Hegemony of German studies
However, as for the factor of foundation of it, not only internal circumstances at the University of Tokyo previously noted, but also that Hirobumi ITO who almost completed a draft of the Constitution of the Empire of Japan at that time advised to Koki WATANABE (president), 'The study on the science of the nation should be immensely encouraged, and we extremely need to inform people of underlying principle and implementation of constitution widely.' were deeply related to. That is, as a result of the failed Meiji-14 coup of 1881, British, American and French studies of law were eliminated from national schools and their base was shifted to five top private law schools, so the government tried to make the government school (=Todai [the University of Tokyo]) a fort of German study of law and the science of the nation in rivalry with private schools (According to Yoshio SAKATANI's reminiscence, as for this point, speculation that government officials tried to repress Liberalism and infuse German doctrine of the science of the nation into our country was spread at that time). Therefore, the foundation of Kokkagakkai is generally regarded as 'determination of German studies dominance in Japanese academism' (Takeshi ISHIDA).

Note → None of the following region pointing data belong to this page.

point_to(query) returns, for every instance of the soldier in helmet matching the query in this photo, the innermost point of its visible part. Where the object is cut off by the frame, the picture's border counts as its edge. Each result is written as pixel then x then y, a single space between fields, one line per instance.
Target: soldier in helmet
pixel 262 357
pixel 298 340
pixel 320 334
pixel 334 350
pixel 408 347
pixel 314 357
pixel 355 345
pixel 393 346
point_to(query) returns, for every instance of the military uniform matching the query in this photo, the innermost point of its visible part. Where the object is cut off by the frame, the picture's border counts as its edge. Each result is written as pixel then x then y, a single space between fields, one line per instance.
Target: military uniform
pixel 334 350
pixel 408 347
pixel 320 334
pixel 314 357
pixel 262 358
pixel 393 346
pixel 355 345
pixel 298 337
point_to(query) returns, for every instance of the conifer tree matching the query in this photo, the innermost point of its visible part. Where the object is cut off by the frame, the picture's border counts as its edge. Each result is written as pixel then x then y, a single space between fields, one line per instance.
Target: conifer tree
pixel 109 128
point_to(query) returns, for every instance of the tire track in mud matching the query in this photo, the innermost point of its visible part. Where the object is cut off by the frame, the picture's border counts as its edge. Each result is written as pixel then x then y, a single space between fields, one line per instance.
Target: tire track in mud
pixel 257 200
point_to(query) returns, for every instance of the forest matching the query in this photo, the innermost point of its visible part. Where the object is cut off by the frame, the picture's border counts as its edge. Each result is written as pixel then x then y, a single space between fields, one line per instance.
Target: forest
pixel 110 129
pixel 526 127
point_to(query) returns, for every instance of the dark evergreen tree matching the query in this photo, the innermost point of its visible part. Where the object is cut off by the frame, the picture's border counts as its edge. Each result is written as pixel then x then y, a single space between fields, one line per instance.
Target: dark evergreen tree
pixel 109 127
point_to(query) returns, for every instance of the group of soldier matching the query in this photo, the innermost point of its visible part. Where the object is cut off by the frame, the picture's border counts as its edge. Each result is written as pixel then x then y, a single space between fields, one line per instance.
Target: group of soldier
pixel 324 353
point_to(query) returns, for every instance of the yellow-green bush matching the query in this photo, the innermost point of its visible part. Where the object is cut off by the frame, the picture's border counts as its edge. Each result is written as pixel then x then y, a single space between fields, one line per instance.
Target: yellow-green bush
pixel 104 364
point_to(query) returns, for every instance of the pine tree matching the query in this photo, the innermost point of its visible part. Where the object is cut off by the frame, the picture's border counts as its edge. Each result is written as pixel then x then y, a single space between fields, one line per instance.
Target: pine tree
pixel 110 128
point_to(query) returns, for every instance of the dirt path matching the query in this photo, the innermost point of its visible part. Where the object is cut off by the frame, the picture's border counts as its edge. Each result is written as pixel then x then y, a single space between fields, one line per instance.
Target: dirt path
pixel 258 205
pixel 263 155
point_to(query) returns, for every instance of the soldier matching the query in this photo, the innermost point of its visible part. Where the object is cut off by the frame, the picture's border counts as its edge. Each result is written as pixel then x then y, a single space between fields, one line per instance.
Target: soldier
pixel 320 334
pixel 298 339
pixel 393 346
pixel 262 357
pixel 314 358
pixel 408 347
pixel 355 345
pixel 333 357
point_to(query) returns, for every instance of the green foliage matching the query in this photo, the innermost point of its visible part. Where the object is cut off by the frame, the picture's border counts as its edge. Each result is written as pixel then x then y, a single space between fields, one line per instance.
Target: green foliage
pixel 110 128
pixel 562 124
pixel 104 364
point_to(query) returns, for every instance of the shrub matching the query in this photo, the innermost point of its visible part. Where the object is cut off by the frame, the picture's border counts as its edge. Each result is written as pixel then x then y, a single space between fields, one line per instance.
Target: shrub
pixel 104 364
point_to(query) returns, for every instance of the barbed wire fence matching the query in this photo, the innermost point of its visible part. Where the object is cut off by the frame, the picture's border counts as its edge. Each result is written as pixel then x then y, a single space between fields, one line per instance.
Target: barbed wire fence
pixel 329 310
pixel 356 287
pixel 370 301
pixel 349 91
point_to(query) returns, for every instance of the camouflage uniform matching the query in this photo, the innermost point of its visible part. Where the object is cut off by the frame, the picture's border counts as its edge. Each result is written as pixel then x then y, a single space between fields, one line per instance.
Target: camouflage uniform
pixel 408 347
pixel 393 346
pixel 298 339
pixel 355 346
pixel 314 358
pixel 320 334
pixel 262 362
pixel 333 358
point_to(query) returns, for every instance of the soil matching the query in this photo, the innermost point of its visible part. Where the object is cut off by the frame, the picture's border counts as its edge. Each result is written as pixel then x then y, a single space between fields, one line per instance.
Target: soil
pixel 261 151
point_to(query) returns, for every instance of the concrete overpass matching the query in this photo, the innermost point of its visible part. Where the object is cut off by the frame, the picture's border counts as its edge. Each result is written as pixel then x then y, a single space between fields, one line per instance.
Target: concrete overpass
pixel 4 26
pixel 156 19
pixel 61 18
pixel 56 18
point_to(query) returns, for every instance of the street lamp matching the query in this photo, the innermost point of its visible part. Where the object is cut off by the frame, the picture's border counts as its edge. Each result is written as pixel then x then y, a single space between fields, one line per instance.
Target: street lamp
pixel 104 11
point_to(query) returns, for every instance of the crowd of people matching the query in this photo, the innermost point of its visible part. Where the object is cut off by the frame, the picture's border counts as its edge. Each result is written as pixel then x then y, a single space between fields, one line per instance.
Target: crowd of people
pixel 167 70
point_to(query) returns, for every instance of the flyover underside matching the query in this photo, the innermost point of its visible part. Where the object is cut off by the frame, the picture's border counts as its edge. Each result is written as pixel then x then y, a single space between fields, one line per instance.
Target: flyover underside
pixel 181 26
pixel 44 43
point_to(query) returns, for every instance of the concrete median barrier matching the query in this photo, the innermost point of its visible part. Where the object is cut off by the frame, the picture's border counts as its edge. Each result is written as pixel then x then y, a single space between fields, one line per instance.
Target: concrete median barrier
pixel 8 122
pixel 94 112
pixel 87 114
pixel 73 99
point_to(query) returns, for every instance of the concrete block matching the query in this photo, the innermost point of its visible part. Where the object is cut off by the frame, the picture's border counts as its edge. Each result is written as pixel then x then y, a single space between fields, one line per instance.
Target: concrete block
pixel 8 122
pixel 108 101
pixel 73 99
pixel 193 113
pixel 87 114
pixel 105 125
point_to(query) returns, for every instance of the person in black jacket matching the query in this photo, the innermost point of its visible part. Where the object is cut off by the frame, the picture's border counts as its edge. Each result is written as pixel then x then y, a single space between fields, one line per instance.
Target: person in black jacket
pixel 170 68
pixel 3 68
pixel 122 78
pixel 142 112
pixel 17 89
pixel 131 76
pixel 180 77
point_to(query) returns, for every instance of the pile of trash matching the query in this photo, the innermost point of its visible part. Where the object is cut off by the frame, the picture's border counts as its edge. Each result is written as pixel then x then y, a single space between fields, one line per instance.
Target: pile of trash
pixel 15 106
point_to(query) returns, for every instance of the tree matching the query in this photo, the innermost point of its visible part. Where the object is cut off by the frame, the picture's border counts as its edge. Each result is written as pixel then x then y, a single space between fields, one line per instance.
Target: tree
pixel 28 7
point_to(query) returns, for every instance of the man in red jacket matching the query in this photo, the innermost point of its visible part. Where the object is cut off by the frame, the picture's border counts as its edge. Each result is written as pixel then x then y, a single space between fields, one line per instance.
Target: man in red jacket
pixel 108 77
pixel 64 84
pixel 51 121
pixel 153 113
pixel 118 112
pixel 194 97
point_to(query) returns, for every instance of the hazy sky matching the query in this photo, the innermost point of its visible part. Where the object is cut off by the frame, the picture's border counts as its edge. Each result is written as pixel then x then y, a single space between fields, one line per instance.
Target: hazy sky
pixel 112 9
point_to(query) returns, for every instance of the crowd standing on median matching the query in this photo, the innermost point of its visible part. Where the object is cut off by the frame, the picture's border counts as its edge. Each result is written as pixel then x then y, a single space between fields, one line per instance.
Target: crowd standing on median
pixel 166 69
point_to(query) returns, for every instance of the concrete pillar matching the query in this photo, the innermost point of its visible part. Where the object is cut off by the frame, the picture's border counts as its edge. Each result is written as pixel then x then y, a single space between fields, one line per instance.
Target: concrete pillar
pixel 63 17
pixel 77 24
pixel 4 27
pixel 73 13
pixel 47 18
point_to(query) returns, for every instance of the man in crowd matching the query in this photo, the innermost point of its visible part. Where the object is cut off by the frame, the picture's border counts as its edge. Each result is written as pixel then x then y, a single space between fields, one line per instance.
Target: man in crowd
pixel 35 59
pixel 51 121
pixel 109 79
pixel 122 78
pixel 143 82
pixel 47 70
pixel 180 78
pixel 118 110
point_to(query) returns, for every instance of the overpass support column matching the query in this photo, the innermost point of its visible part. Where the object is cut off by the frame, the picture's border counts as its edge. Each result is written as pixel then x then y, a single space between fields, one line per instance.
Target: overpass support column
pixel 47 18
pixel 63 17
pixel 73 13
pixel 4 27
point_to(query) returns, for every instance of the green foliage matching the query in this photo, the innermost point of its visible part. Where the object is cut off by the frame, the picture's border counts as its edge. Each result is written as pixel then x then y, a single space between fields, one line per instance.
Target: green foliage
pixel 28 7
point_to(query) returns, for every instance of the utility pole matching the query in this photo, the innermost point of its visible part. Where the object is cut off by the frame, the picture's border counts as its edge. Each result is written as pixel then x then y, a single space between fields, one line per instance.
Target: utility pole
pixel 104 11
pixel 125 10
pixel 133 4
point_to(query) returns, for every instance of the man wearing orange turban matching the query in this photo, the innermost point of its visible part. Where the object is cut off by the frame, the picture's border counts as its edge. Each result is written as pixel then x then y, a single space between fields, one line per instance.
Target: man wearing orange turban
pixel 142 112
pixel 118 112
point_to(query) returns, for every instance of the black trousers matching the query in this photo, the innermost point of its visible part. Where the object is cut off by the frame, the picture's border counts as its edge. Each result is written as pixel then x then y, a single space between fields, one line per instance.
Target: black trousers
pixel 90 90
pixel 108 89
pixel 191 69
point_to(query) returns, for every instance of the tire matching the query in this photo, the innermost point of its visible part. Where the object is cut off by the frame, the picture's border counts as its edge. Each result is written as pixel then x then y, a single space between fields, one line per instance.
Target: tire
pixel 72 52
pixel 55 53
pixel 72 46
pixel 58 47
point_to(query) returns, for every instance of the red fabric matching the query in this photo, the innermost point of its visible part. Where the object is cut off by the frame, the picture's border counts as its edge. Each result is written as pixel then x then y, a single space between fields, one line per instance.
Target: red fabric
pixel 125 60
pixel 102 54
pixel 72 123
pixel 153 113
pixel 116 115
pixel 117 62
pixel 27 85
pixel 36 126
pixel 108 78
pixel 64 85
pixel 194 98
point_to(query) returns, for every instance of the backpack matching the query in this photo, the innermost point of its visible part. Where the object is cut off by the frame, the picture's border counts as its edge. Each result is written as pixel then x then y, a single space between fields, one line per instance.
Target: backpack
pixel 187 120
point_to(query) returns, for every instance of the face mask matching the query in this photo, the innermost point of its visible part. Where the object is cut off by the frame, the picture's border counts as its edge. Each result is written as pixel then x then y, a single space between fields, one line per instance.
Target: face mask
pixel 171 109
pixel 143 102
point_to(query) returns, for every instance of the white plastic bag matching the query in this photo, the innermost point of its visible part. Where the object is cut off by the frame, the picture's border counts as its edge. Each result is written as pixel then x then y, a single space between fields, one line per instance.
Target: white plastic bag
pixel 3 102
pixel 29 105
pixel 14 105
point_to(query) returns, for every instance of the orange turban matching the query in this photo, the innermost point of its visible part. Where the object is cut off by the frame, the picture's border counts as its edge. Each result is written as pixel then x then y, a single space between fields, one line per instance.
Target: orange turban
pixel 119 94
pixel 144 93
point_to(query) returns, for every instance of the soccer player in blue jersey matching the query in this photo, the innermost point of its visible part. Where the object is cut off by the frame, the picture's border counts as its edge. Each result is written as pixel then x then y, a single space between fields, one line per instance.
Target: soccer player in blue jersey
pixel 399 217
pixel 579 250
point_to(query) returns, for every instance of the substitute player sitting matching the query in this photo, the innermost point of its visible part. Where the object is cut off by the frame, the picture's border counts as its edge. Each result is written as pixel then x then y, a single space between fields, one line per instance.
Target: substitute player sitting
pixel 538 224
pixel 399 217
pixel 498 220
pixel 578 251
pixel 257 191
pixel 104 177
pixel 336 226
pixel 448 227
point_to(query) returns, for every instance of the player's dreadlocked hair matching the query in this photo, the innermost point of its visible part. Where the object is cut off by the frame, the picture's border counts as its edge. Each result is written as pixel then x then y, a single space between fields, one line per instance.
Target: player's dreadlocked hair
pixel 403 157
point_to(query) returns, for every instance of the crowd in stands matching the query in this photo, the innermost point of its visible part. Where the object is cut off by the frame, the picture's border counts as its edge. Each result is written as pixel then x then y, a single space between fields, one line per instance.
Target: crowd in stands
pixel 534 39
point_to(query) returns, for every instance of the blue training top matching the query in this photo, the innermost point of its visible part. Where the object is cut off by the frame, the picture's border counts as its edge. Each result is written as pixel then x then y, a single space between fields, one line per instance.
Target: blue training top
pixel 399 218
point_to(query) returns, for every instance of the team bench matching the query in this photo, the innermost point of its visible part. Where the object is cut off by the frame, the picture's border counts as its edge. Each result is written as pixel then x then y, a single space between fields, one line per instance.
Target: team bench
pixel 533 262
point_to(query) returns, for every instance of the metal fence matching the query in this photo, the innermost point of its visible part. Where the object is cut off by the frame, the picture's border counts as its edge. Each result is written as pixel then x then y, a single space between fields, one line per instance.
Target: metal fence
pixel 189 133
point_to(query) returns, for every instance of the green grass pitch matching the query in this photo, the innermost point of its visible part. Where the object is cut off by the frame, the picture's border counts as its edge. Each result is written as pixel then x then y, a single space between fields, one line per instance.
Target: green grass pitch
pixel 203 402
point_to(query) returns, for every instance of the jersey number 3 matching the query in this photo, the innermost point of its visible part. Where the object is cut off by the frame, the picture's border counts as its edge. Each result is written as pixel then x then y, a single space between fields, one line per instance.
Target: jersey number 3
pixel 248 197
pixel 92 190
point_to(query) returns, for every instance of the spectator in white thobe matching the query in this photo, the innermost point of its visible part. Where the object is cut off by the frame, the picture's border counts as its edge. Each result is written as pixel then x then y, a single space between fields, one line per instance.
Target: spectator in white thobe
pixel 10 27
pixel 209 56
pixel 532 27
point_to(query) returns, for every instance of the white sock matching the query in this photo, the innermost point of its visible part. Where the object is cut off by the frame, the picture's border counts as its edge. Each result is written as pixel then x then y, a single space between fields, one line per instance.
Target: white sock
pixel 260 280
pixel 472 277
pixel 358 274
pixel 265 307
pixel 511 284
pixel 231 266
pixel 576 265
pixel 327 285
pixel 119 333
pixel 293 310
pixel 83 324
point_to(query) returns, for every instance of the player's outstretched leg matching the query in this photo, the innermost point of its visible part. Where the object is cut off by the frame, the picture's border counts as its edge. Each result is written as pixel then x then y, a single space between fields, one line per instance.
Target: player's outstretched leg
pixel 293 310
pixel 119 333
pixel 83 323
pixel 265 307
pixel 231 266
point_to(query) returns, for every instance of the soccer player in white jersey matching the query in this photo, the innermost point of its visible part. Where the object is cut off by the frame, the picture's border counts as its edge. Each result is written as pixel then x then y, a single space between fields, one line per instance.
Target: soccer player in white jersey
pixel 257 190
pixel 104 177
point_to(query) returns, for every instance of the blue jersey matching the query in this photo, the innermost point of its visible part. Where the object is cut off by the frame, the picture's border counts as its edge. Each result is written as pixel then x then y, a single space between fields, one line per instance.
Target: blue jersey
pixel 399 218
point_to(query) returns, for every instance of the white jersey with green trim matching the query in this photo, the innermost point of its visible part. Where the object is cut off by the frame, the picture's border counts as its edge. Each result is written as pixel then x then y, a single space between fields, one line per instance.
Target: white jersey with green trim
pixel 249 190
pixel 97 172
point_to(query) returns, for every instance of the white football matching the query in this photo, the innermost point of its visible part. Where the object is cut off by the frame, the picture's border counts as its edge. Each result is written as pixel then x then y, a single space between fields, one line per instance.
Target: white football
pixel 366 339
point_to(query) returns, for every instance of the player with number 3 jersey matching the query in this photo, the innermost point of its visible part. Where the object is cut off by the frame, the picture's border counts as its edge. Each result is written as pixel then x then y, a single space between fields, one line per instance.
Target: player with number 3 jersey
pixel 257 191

To the study on 'jungakuri' (pure theories)
Because of this situation, Kokkagakkai at the beginning had close ties with politicians and bureaucrats outside the University, and its members were not only scholars and instructors of the University but also celebrities outside the University who were 'important people specializing in the science of the nation and supported the idea of the group' including Ito, Shigenobu OKUMA, Kaoru INOUE, Kowashi INOUE, Eichi SHIBUSAWA and so on. As a result, in Kokkagakkai, there were a faction that emphasized spread and enlightenment of the science of the nation and German studies centering on the constitution about management and other faction that emphasized 'jungakuri' against it. However, the latter faction (Kiheiji ONOZUKA and others) gradually held a majority, and Kokkagakkai was purified into a researcher group in the Todai law school (Faculty of Law) about public law, political science and economics (Later, Society for the Study of Social Policy [Japan, 1897] was differentiated as a group specializing economics). It has been a foundation from 1943 up to today.
Because of the relation with Ito previously noted, the copy right of the "Kenpo Gikai" (Commentaries on the Constitution), a official commentary on the Constitution of the Empire of Japan and the Imperial House Law was donated by the author Ito to the Kokkagakkai in 1889, and it was published by Kokkagakkai in the same year, becoming a basic fund. Publications are "Meiji Kensei Keizai Shiron"(Essay on History of Meiji Constitutional Government, Economics)(1919) published to mark the 30th anniversary of the foundation, "Kokkagaku Ronshu"(Collection of the Science of the Nation)(1937) as the 50th anniversary, "Shin Kenpo no Kenkyu"(Study on the New Constitution)(1947) published after the war, "Kokka to Shakai"(Nation and Society)(1987) as the 100th anniversary and so on, but recently major publication is an organ "Kokkagakkai-zasshi".